To our knowledge, our study examined the largest combination of SNPs in P450 genes and the first to examine the role of GST polymorphisms in the relationship between dietary quercetin and lung cancer risk. However, there are other plausible candidate genes that could be explored, e.g. genes involved in glucuronidation and sulfation, which may lead to novel findings in future studies. Lastly, the microarray expression results were based on a small sample of adenocarcinoma cases only. Moreover, mRNA expression may not predict protein expression levels due to posttranscriptional and posttranslational modifications as well as other factors. Therefore, this finding requires confirmation in a larger population with protein expression data.
Our study has several strengths. It is a large population-based case–control study with high participation rates and detailed information on smoking history as well as many other risk factors. The large sample size permitted investigation by histological subtypes and smoking status with adequate power. The comprehensive genotype data on metabolic genes permitted selection of specific candidate genes for an investigation of gene–diet interaction that extends beyond previous studies on one or a couple of genes. Additional data on mRNA expression from human lung tissues enabled an investigation into the influence of dietary quercetin on expression of metabolic genes. And lastly, cases were rapidly ascertained and surrogate participants were not needed.

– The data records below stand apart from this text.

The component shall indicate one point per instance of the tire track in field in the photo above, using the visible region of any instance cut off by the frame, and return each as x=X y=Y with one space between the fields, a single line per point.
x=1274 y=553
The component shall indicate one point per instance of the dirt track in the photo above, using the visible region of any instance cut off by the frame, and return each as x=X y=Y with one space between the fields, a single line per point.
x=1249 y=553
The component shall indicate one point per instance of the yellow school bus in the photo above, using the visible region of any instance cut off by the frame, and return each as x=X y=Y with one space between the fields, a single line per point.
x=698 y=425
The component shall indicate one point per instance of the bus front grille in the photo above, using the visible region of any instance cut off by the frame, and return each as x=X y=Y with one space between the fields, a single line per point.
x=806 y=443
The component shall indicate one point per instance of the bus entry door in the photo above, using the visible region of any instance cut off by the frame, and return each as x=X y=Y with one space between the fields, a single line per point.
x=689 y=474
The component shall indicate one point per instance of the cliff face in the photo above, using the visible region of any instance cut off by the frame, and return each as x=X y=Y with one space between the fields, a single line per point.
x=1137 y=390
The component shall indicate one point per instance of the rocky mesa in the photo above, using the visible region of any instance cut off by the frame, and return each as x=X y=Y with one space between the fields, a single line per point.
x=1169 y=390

In conclusion, higher frequencies of intake of quercetin-rich foods were associated with lower risk of lung cancer in this Italian population. The inverse association did not differ by histological subtypes, were stronger among heavy smokers, and was not affected by variants of P450 and GST genes. Downregulation of several P450 genes and upregulation of GST genes involved in the metabolism of tobacco carcinogens were observed in human lung tissues of subjects consuming high quercetin-rich foods. This finding provides potential provocative mechanistic insights into the role of dietary quercetin in tobacco-induced lung carcinogenesis. Further studies exploring this relationship are warranted.